What I couldn't grasp was how it was possible for people inhabiting the body of one sex to have an internal experience of being the other sex.  To me, being a woman simply meant my inner self--soul, spirit, psyche, what-have-you--happened to inhabit a female body; being a man simply meant a person's inner self happened to inhabit a male body.  Free people were androgynous souls who happened to land in whatever bodies they landed in and didn't particularly care which body as long as the soul was free to be what it wanted to be.

I don't have an internal sense of being gendered.  And for much of my life, influenced by the zeitgeist of the 1970s, I thought that when people claimed to have an internal, intrinsic experience of gender, it was nothing more than societal conditioning and stereotyping.
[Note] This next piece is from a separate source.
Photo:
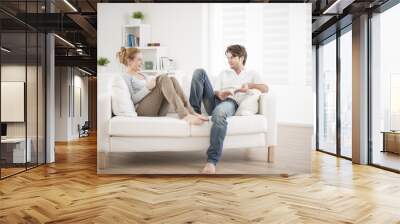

Reading and hearing the experiences of transgender people challenged that assumption.  At first I dismissed it as a case of Old Stereotypes Die Hard, that men simply didn't feel free to adopt "feminine" traits as men, and women didn't feel free to adopt "masculine" traits as women.  But eventually, with more reading and more listening and more pondering, I realized that the matter of gender identity runs more deeply, at a biological level, than "what society says," whether conforming to or contradicting those social norms.

And it finally occurred to me:

Maybe my experience isn't everyone's experience.

And I think, if one by one each of us can begin to grasp that simple idea--that maybe our personal, individual experience of life on Earth is not necessarily a universal norm shared by all--then we just might come a little closer to peace on earth and goodwill towards all.

We don't have to understand everything about every human being to accept them as fellow human beings.  As long as you do no harm, do what you will.